Se ela dança no sétimo céu
Se ela acredita que é outro país
E se ela só decora o seu papel
E se eu pudesse entrar na sua vida
Em seu quarto, ela sentou-se próximo à janela e mirava o luar. Era a lua crescente. Sua fase da lua preferida. Não iluminava o suficiente, porém não era a escuridão completa. Era o equilíbrio perfeito de luz e sombras. Pegou uma escova e pôs-se a arrumar os volumosos e lisos cabelos. Olhava-se no espelho sorrindo tristemente. Não, não havia nada de errado com sua vida. Somente era... Previsível demais. E isso a entediava. Vivia o que sua família queria dela. E não era algo ruim, pelo contrário, talvez fosse exatamente o que ela pretendesse. Mas não era a própria escolha. Só queria, ao menos uma vez, ser capaz de fazer as próprias escolhas. Mesmo que fosse para escolher aquilo que escolheriam para ela.
Um barulho a acordou de seus devaneios. Uma coruja. Parada no batente da janela, aguardando pelo momento em que seria vista. Ela se levantou e, aproximou-se, curiosa. Ninguém lhe mandava corujas. Bom, havia Avery, mas era um completo idiota e não tinha corujas como aquela. Negra, pomposa, parecia vir de uma casa nobre. Ela soltou um pio e pegou a carta presa à sua pata com o bico, estendendo-a para a jovem que pegou. Não reconhecia a coruja nem o selo. Junto à carta, uma rosa. Nem amarela, nem rosa, nem branca, nem vermelha. Negra. Como a noite que admirava há segundos. A letra que, do lado de fora, escreveu o destinatário, era linda e trabalhada. Não era de ninguém que conhecesse.
Olha
Será que é de louça
Será que é de éter
Será que é loucura
Será que é cenário
A casa da atriz
"Princesa dos olhos de fogo e gelo, não sabe o quanto custa a este mísero plebeu vencer as próprias convicções e princípios para que, humildemente, creia que é digno de vos escrever estas despropositadas linhas.

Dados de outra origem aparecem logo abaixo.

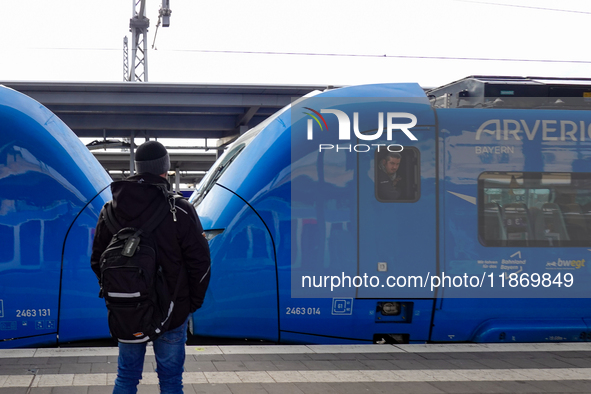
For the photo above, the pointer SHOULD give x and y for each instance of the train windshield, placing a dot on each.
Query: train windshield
(226, 159)
(535, 209)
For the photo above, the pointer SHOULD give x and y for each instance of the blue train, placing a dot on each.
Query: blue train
(367, 214)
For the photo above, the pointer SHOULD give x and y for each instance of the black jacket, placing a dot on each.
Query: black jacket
(181, 244)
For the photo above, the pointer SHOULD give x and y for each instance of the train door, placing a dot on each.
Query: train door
(397, 233)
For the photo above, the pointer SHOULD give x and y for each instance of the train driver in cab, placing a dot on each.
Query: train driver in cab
(389, 181)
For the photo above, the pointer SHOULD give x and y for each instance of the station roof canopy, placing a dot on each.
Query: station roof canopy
(160, 110)
(123, 110)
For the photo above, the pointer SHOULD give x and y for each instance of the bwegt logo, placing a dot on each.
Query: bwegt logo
(345, 129)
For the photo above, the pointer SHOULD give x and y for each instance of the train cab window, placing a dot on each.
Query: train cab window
(397, 176)
(7, 249)
(534, 209)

Sei que uma criatura de tal beleza provavelmente deve ser assediada por muitos, receber cartas tão belas quanto esta, mas nenhuma carregará o sentimento que esta carrega.
Amo-te. Venero-te. A vejo passar, meu coração se aperta e estremeço. Sinto vontade de tomá-la em meus braços e tê-la ao meu lado pela eternidade. Porém não me notas. Mal me enxergas. E em que posso culpá-la? És uma rainha, passando por seus súditos. Tens a majestade e me cabe apenas admirá-la. Desejá-la. Sem jamais tê-la. Talvez isso algum dia faria perder o encanto, mas se eu ao menos pudesse... Uma noite...
Sou teu súdito.
Tu és minha razão e minha loucura. E não posso nem desejo mudar isso.
Daquele que te deseja...
P."
Se ela mora num arranha-céu
E se as paredes são feitas de giz
E se ela chora num quarto de hotel
E se eu pudesse entrar na sua vida
Não soube quanto tempo ficou a encarar aquele pergaminho. Segundos, minutos, horas... Depois de muito tempo que percebeu que havia algo molhado em seu rosto e eram lágrimas. Impossível... Ela jamais se deixaria emocionar por cartas vulgares como aquela! Não ela, era uma Black! Bellatrix Black, a personificação daquilo que a Muy Nobre e Antiga Casa dos Black tanto admirava e pregava entre os seus. Emoções tolas eram dispensáveis. Mas...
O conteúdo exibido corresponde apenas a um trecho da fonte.